I got into the work of the great Charlie Chaplin when I went through the AFI film list in 2018. I was a wee bit baffled by one thing though. The version of The Gold Rush that I saw was a 40s reissue narrated by Chaplin himself, and the man had a good, strong voice. Why didn’t he make more talkies? I found out shortly thereafter that Chaplin left the States over a political dispute and that more or less explained everything.
However, he did make one talking picture for Hollywood, and it was his biggest financial success. That would be The Great Dictator, a movie where Chaplin played the duel roles of a Hitler-like dictator and a nameless Jewish barber who happened to look just like said dictator. Political satire wasn’t exactly what Chaplin was known for, but I found the movie on Hulu and here we are.
Honestly, one of the things I loved about Chaplin’s silent features was the man’s talented mime work and physical comedy. And, it turns out, much of The Great Dictator uses that as well. Opening with trench warfare during the first world war, we follow the character eventually revealed to be the barber as he stumbles around the battlefield, loses hand grenades down his uniform sleeves after pulling the pill, and eventually somehow saves a pilot’s life before suffering a head injury that has him thinking, decades later, that no time has passed at all. He knows nothing about how dictator Adenoid Hynkel has taken over his home nation of Tomainia and made life very difficult for the Jews living there. Hynkel’s stormtroopers wander the streets, painting “JEW”on Jewish shop windows, assaulting people, and basically doing what they can to make the lives of the Jews miserable. And into all that, the barber returns.
I must say, I was pleasantly surprised no one really noticed how much the barber and Hynkel looked alike until the end of the movie when the barber takes Hynkel’s place and gives the great pro-democracy and human rights speech directly to the camera. Hynkel’s speeches were all German-sounding gibberish though his conversations with others were in perfectly understandable English. But that final plea, coming out as it did well before the United States entered the war, is clearly more from Chaplin than the barber. As writer, director, and star, Chaplin could do that, and given his focus is straight ahead, pulling in tight as he speaks in what starts as a soft plea and becomes a loud demand, yeah, this is the point of the movie.
That said, this isn’t some kind of dour piece of depressing work. Like the silent Chaplin movies I’ve seen, the plot seems mostly to exist to allow Chaplin to set up various comedic set pieces whether it’s the barber using various weapons in the opening scene’s war or Hynkel making demands and trying to look more important next to a Mussolini parody dictator played by Jack Oakie. Much of the comedy, aside from Hynkel’s speeches, would probably have worked out fine in a silent flick, particularly how Paulette Goddard, Chaplin’s wife at the time, seems to be especially talented with a frying pan to the noggin.

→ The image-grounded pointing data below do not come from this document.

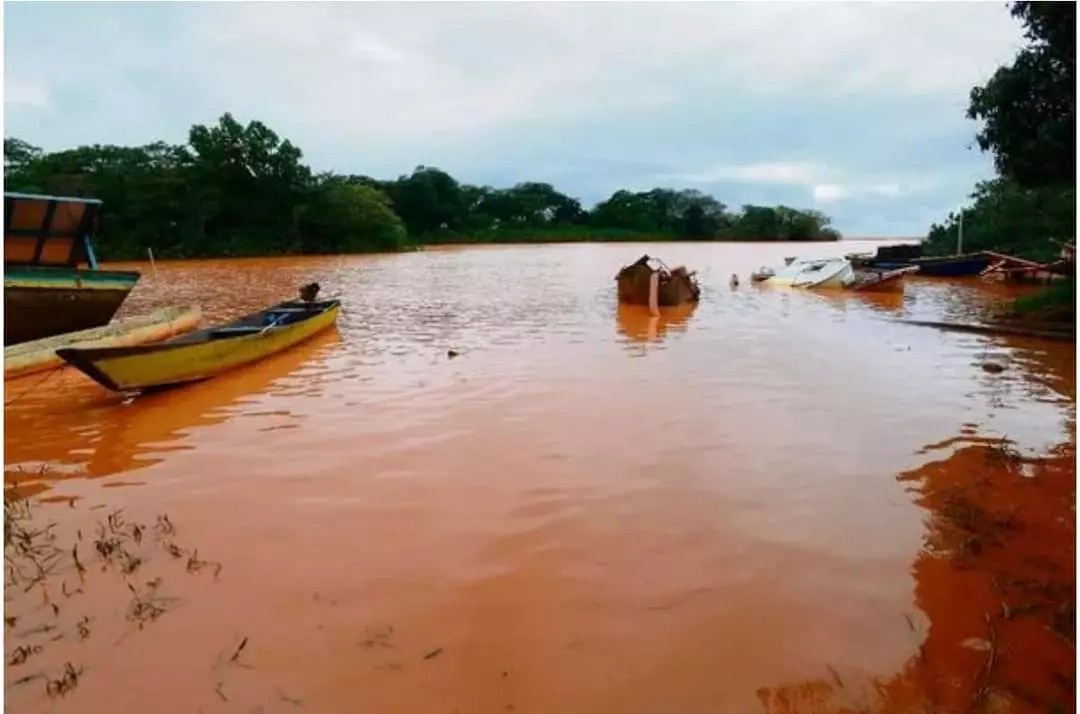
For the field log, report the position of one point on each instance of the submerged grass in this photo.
(34, 560)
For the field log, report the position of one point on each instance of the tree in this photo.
(241, 189)
(1029, 107)
(343, 216)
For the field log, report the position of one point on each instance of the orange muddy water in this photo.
(777, 501)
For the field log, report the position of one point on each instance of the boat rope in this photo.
(32, 387)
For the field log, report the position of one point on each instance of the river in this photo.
(775, 501)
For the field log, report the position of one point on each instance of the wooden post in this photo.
(655, 293)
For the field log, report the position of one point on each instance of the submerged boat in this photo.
(204, 353)
(869, 280)
(954, 266)
(674, 286)
(45, 293)
(827, 273)
(40, 354)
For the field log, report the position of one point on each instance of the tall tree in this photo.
(1029, 106)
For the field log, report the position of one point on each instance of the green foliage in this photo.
(1028, 109)
(343, 216)
(235, 189)
(1008, 218)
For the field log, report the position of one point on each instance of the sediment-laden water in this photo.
(774, 501)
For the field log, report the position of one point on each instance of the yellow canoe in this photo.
(207, 352)
(40, 354)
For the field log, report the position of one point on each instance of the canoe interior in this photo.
(283, 314)
(675, 287)
(49, 230)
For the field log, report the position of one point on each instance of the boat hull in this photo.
(193, 358)
(40, 302)
(814, 274)
(676, 287)
(953, 267)
(881, 281)
(40, 354)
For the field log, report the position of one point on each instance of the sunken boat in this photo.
(674, 286)
(46, 291)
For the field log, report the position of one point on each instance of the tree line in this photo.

Chaplin is on-record for saying he never would have made the movie if he knew exactly how bad the Jews under Nazi control had it. And while it is true that nothing that happens to the barber or his friends in the Jewish ghetto is nearly as bad as what actually happened in the death camps, there is a certain amount of bravery on display here for Chaplin to even make a movie like this. There were still plenty of Nazi sympathizers in the United States, visibly, before Pearl Harbor dragged the country into the war, and while the movie may not have gone over well with the Germans, Americans weren’t necessarily chomping at the bit to take them on again in 1940. As such, Chaplin showed a great deal of artistic bravery when he made this, and fortunately, he made a good movie to boot.